The endpoint trajectories show a characteristic feature as observed in human reaching movements. The trajectories were almost along straight lines to the targets. Although the trajectories were slightly drooping in the z-direction owing to gravity, the policy compensated most of the gravity effect. The gravity effect was not completely eliminated because of a trade-off with the reward term of energy minimization in (2.3). It has been reported that humans move their hand tips in a straight line to the target position [3]. This phenomenon has been reproduced computationally in previous studies [15,31]; nevertheless, the gravity force in these studies is compensated beforehand. By contrast, those policies reproduce the same phenomenon under the gravity that exists. This indicates that the learned movements reflect the skills of the policies, such as gravity compensation.
The fact that the policies failed in new targets (i.e. frontal and upper targets) is important for the purpose of this study. We aimed to demonstrate the generalization ability of the combined motor synergies for new targets; therefore, it is preferred that the new targets are exactly new for agents (policies or humans). The performance degradation in the policies in new targets implies that these targets were totally new for the policies. Therefore, if motor synergies generalize to these new targets by combination, we can conclude that the generalization ability emerged from the motor synergy combinations, not the policies. It is, in contrast, difficult to verify the same thing with human subjects who had already obtained motor synergies for various motor tasks. In addition, given recent developments in deep reinforcement learning, the same approach is expected to be applied to more complicated motor tasks.
4.2. Representation ability of motor synergies
Motor synergies are able to reconstruct the original actions (figure 3) and achieve the reaching task (figure 4). Only four motor synergies resulted in R2 > 0.95 in both the horizontal and sagittal targets. Moreover, the average target errors could be reduced to approximately 1 cm in both the horizontal and sagittal targets with only five motor synergies. It can also be observed that the trajectories of motor synergies (figure 4) resemble those of the policies (figure 2). Because a single movement consists of 100 actions of seven joints, the motor synergies significantly and efficiently reduce the dimensionality of the movements.
We observe the relationship between the reconstruction accuracy and performance. The selection of motor synergies with high reconstruction accuracy resulted in high performance, suggesting that the reconstruction accuracy could be used to determine the appropriate number of motor synergies for motor control.

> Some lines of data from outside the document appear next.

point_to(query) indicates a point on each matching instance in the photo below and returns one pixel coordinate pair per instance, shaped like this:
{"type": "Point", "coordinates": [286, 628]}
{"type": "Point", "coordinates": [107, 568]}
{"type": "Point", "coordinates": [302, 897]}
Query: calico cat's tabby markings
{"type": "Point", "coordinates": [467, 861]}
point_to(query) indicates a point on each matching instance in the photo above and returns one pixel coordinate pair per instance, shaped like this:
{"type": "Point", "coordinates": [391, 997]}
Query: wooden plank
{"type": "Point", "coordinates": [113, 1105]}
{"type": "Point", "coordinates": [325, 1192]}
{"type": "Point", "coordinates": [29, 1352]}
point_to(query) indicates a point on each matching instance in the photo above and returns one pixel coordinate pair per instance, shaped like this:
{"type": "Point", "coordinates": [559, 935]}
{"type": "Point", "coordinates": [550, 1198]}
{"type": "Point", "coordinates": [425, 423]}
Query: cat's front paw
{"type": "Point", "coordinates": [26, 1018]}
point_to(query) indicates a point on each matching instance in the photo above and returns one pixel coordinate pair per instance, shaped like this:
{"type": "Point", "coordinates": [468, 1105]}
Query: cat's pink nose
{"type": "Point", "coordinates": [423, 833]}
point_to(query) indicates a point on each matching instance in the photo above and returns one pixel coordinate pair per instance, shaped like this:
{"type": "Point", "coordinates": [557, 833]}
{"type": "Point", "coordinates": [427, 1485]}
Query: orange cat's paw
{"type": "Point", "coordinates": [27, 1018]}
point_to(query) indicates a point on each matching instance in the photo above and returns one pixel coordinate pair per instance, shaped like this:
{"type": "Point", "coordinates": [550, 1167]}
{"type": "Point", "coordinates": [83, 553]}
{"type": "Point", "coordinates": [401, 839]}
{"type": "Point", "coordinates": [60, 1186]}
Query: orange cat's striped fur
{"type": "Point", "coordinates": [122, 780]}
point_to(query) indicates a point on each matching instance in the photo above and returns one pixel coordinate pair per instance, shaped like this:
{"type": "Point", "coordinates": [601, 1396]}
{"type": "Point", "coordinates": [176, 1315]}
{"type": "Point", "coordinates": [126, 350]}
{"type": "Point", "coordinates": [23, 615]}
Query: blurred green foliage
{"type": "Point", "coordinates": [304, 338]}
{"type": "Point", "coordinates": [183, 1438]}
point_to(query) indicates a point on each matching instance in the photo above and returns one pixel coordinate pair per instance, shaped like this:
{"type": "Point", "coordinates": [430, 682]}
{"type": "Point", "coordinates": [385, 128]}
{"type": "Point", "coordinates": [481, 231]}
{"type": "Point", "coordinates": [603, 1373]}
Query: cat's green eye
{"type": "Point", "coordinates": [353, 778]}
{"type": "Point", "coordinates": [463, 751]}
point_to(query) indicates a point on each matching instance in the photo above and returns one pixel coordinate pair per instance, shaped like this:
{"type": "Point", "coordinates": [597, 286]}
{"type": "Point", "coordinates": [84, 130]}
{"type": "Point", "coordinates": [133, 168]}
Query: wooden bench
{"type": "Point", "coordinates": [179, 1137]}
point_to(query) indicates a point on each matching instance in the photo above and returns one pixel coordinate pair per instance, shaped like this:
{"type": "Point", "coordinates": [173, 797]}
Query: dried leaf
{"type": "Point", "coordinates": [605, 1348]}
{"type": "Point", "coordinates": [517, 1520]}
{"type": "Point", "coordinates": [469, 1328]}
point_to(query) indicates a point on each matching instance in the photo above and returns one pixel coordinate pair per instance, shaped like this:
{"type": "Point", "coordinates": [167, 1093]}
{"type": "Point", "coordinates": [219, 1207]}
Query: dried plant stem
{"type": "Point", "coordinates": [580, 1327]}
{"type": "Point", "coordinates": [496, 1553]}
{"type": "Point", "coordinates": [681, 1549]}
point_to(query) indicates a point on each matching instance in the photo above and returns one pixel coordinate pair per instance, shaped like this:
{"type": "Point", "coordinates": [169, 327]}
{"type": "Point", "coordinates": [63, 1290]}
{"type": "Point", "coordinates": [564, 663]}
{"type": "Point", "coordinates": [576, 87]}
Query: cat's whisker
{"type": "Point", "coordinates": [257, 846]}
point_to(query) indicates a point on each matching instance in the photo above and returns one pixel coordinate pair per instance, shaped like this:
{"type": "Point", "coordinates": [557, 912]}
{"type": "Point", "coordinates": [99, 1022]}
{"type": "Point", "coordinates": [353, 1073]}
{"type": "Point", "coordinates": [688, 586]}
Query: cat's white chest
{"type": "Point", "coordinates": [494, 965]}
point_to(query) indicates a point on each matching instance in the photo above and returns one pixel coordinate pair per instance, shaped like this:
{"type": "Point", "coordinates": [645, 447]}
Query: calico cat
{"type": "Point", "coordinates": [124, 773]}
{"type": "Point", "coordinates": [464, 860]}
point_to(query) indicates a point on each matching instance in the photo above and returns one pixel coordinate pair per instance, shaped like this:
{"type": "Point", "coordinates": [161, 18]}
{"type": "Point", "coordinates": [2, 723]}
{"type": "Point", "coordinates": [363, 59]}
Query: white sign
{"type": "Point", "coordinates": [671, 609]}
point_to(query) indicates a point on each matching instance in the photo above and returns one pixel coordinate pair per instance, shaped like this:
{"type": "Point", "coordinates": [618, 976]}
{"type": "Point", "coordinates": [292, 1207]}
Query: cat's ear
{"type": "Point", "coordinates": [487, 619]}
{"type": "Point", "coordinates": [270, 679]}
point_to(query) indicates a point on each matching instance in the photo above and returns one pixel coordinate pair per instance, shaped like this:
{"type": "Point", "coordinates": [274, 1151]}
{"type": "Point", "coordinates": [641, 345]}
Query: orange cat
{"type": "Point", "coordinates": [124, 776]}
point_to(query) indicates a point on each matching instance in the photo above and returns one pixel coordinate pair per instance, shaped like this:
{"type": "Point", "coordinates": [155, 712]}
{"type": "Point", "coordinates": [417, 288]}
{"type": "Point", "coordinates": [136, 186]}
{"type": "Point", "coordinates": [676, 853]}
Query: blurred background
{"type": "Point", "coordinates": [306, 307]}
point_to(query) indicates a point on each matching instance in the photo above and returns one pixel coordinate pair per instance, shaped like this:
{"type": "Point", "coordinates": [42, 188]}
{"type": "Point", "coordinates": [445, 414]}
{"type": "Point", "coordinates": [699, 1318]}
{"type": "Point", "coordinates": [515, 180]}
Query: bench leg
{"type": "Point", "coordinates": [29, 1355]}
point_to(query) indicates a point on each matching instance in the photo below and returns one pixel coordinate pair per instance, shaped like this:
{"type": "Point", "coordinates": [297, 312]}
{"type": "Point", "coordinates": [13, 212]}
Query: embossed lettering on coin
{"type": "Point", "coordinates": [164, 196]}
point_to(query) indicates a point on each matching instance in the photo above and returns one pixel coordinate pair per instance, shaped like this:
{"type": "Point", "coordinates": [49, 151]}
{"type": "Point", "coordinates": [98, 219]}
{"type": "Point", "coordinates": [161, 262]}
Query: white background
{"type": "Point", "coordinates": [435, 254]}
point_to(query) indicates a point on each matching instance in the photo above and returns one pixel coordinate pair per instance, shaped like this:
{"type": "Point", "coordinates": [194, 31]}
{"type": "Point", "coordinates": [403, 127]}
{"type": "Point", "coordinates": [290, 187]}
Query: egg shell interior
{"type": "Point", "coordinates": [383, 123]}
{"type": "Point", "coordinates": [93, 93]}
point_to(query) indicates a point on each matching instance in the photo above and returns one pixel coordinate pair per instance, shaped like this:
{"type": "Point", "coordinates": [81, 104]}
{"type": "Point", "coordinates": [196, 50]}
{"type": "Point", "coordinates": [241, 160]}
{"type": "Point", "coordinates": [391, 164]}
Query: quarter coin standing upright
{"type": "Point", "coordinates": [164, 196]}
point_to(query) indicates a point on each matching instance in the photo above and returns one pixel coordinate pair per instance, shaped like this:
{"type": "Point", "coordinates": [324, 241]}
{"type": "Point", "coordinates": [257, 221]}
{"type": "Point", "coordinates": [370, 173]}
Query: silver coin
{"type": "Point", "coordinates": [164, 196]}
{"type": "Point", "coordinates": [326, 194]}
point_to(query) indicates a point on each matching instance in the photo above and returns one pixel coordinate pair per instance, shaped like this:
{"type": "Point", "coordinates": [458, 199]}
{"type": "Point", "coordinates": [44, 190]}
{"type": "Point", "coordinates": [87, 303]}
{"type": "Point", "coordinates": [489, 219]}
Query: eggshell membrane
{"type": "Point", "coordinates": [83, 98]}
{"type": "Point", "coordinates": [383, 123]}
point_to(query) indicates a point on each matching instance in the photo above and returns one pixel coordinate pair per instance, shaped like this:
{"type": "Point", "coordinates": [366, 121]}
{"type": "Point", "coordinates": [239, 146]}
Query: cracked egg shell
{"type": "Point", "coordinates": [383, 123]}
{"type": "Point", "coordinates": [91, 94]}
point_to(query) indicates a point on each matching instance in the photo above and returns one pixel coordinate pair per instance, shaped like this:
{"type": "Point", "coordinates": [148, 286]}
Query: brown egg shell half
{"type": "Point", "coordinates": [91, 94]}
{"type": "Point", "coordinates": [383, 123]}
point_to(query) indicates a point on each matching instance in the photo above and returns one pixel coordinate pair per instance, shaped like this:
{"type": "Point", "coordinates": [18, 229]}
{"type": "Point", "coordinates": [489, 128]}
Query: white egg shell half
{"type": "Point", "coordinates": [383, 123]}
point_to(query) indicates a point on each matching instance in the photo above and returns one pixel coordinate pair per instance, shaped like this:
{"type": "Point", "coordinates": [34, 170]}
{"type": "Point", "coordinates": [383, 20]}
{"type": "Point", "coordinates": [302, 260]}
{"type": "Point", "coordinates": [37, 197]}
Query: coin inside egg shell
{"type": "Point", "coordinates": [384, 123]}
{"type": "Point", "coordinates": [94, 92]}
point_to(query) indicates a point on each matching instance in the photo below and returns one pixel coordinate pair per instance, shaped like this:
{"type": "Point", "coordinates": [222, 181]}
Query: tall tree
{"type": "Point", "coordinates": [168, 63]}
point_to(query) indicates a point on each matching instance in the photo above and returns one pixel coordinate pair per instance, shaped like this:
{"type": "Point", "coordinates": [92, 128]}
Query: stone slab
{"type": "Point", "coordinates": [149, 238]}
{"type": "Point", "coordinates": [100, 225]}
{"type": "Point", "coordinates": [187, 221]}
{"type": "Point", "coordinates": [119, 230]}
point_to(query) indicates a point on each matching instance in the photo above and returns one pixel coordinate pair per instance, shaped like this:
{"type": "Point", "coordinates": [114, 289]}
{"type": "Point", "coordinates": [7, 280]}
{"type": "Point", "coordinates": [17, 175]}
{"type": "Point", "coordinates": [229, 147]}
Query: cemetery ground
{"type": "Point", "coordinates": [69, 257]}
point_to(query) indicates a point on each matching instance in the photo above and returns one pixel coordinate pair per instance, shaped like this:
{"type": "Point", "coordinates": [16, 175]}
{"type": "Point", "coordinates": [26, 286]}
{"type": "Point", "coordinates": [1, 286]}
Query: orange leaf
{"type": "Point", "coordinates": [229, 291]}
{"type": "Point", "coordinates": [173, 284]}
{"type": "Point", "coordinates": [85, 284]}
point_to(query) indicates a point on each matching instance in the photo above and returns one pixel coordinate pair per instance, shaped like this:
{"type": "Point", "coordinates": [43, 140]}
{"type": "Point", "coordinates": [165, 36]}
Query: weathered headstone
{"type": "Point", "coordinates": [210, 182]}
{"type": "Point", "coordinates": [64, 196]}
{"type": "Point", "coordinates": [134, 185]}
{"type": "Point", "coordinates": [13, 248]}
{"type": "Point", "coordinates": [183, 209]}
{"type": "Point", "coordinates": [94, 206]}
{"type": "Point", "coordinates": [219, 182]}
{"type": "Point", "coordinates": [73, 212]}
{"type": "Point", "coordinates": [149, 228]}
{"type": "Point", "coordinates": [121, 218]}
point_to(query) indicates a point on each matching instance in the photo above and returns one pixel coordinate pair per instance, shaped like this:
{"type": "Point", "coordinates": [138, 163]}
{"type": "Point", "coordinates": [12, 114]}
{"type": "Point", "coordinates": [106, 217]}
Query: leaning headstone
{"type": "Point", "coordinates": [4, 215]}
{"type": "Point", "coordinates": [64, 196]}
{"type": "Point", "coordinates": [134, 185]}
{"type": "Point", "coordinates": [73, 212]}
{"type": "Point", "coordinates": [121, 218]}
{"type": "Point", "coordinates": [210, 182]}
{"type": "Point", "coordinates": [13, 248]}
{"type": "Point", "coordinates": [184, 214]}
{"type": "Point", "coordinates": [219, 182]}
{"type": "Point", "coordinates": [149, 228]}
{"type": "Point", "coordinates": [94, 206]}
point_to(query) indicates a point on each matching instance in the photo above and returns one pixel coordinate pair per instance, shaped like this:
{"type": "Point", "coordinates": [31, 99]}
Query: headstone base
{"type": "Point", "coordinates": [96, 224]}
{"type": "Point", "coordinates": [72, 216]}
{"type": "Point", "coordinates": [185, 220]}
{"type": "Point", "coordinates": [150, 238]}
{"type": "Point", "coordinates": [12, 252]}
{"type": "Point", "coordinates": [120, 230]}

Previous studies that applied motor synergies to robot control employed reconstruction accuracy to determine the number of motor synergies to use [32–35]. However, the performance and R2-values did not completely correspond to each other. For example, the cases of three and four motor synergies showed almost double the difference in the reaching errors, whereas there were no such remarkable changes in R2-values, especially in the sagittal targets (figures 3d and 4e). A possible reason is the gap between signal and performance reconstructions as pointed out in [36].
Each repertory of the extracted motor synergies is considered to be specialized for the corresponding targets. Regarding the horizontal targets, the number of motor synergies from the horizontal policy remarkably affected the performance, whereas those from the sagittal policy hardly changed the performance (figure 4b). Considering the sagittal targets, the motor synergies from the sagittal policy affected the performance, whereas those from the horizontal policy did not (figure 4e). Moreover, neither was the repertory able to improve the performance in the frontal and upper targets by itself (figures 5 and 6). It is notable that the motor synergy repertoires from the horizontal targets themselves were not able to reach the upper targets, where only the height was different. Such a difference in the contribution of the motor synergies between the targets suggests that motor synergies are related to specific motor skills.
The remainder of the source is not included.